Jenn Lester

Jenn Lester is a content strategist and social media marketing expert who utilizes the power of storytelling to help organizations connect with their audiences. Prior to branching out on her own in business, she held the position of Marketing Content Developer for Pink Petro.

Written by

Jennifer Lester


June 19, 2019

The Art of Storytelling and Its Impact on Learning

Storyboard sketches used for a learning storytelling technique

While storytelling has been around nearly as long as humans have, businesses are finding new ways to leverage this age-old teaching technique. Storytelling is essential to marketing and advertising campaigns because it is so effective at capturing people’s minds and imaginations. And it can and should be leveraged internally to train employees in their respective fields. Today we’ll look at how Learning and Development (L&D) teams are using the art of storytelling and why it’s an effective mechanism.

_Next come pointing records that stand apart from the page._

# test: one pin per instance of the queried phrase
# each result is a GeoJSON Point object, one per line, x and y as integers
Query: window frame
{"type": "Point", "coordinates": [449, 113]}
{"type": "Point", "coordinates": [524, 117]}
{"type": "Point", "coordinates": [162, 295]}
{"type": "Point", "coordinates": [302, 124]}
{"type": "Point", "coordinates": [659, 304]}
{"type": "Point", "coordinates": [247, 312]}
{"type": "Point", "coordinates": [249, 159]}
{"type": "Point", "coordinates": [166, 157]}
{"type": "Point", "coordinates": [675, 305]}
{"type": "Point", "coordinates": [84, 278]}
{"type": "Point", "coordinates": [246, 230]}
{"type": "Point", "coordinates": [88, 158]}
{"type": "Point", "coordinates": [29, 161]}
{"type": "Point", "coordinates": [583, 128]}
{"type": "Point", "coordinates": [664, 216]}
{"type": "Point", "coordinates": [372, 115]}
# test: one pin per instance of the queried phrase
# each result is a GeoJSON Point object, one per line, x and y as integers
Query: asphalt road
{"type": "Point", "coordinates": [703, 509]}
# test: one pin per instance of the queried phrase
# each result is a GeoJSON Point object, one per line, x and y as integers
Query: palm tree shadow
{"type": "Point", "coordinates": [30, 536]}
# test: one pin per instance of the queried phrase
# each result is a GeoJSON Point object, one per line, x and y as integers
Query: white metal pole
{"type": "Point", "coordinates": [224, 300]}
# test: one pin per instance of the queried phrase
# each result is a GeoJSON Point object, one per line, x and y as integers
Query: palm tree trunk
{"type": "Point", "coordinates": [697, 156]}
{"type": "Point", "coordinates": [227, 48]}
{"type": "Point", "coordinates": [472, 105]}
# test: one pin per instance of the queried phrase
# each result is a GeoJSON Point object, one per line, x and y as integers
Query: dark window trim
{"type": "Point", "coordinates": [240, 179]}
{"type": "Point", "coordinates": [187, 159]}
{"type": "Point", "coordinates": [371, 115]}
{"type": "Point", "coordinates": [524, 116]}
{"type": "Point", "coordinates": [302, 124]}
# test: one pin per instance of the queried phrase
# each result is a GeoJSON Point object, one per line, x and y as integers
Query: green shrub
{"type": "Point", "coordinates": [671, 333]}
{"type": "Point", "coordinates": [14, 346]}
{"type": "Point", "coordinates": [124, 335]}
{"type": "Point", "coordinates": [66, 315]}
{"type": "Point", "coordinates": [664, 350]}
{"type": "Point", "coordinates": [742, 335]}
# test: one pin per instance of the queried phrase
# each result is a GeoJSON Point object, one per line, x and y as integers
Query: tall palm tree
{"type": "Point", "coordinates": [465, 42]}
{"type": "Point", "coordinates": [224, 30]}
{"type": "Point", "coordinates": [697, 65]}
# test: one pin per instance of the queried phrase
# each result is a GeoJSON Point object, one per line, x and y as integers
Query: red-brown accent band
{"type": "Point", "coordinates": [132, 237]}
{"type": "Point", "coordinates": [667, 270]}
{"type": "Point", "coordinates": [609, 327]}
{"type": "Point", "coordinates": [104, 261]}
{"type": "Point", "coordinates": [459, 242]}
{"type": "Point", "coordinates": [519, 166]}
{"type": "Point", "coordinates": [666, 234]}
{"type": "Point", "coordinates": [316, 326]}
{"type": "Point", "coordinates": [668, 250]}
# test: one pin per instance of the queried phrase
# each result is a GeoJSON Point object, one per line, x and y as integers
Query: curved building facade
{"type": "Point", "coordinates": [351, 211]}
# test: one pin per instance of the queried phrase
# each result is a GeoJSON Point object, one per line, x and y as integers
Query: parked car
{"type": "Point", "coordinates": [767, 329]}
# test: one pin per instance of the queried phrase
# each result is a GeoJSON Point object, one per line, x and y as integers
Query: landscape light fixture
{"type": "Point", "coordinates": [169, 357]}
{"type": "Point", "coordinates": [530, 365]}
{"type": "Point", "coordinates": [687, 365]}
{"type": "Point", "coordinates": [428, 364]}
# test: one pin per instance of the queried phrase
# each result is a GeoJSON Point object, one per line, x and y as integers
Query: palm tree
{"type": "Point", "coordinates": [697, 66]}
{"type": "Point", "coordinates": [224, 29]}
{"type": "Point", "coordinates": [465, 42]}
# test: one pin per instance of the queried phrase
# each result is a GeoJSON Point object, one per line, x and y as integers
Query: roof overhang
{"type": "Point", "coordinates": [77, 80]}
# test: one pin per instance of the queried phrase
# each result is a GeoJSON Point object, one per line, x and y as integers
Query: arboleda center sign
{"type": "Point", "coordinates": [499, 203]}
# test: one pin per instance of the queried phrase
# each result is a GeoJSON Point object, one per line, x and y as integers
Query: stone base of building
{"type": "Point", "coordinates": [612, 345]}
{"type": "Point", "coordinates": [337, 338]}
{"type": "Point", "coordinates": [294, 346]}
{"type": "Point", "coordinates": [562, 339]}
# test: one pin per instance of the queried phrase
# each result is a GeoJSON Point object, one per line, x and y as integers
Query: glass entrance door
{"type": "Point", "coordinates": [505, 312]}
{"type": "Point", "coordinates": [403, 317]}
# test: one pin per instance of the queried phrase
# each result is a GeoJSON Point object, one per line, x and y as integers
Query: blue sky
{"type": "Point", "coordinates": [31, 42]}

How L&D Teams Use Storytelling to Train Employees

Storytelling cuts through the noise of information and focuses on human connection. Stories can be used to build trust, familiarity, and convey the culture and values of a company. This technique draws learners in and compels them to pay attention, and it can be done with virtually any type of training.

The formula L&D teams use is simple. They develop a story around the lesson topic that will be delivered.  Make it relatable to the given audience. Connect to the learning objective. A good story starts with a hook that draws the learners in and captures their imaginations and emotions and ends with a resolution.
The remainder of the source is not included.